Irritiert haben mich die Fragen von Rebecca Niazi-Shahabi am
Ende der Kapitel. Als ausgebildete Journalistin sollte sie die Regeln kennen.
Doch viele der Fragen sind suggestiv und vor allem sind es Doppelfragen. Auch
sind sie keinesfalls selbst erläuternd. Was soll das Ergebnis des Ganzen sein?
Sag ich ja und strenge mich weiter an, oder bin ich ein Lama? Übrigens:
„Lamas und Alpakas sind erstaunlich wachsame und neugierige
Tiere. Sie sind sehr an ihrer Umwelt interessiert, nehmen jede kleine
Veränderung wahr. Ihr Sozialverhalten ist sehr ausgeprägt.“
http://www.begegnung-mit-tieren.de/lama-alpaka-charakter.php
Niazi-Shahabi benennt die vielen Fernsehshows, wie zum
Beispiel DSDS, in denen jungen Menschen ohne eigene Leistung zu erbringen, viel
Geld verdienen wollen. Sorry, bekommen wollen trifft es wohl eher.

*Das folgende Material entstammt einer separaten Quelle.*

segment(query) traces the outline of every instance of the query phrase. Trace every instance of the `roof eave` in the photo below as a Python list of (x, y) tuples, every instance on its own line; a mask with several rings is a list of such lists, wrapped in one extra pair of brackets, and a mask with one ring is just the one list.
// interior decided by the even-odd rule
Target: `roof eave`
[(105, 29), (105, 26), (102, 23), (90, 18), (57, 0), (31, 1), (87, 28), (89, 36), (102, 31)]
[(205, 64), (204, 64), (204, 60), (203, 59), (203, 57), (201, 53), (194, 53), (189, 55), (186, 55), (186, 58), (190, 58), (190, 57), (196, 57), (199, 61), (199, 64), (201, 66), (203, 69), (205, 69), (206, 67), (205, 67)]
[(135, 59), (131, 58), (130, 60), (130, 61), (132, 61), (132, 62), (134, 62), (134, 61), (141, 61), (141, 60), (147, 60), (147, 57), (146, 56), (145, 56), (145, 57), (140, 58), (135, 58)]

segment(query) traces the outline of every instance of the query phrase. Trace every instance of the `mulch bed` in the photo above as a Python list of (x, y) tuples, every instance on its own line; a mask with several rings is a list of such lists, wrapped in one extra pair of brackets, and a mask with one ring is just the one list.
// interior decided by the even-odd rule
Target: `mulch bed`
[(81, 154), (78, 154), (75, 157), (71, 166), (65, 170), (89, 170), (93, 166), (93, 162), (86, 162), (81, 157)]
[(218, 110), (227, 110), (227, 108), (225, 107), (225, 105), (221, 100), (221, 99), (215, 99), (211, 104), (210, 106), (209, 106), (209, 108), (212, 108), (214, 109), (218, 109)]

Auch beschreibt sie beide Seiten des „berühmt seins". Ja, wo Licht ist, ist auch
Schatten und je heller es scheint, um so mehr Schatten gibt es. Doch will man
die Sonnenseiten des Lebens, muss man die Schattenseiten akzeptieren. Wer macht
sich von den Jugendlichen darüber eigentlich Gedanken? Wer zeigt ihnen, worauf
sie sich einlassen, was auf sie zukommt?
Vor allem aber, welche Rolle spielen
gerade dabei die Medien?
Nachdem ich mich, im wahrsten Sinne der Worte, durch das Buch quälte,
kam doch noch ein Lichtblick. Für mich das wichtigste und auch ernsthafteste
Kapitel des Buches ist das Letzte. Gesellschaftskritisch benennt die Autorin
zum Beispiel den Missstand zwischen Erwartungen und möglichen Leistungen von
Angestellten. Die Anforderungen, die heute an Arbeitnehmer gestellt werden,
sind überzogen und doch versuchen viele Menschen, diese zu erfüllen. Das
Ergebnis:
Kollektives Burn-out
Gerade dieses Thema wäre es wert, genauer untersucht
zu werden. Also Rebecca Niazi-Shahabi – ran an die Recherche.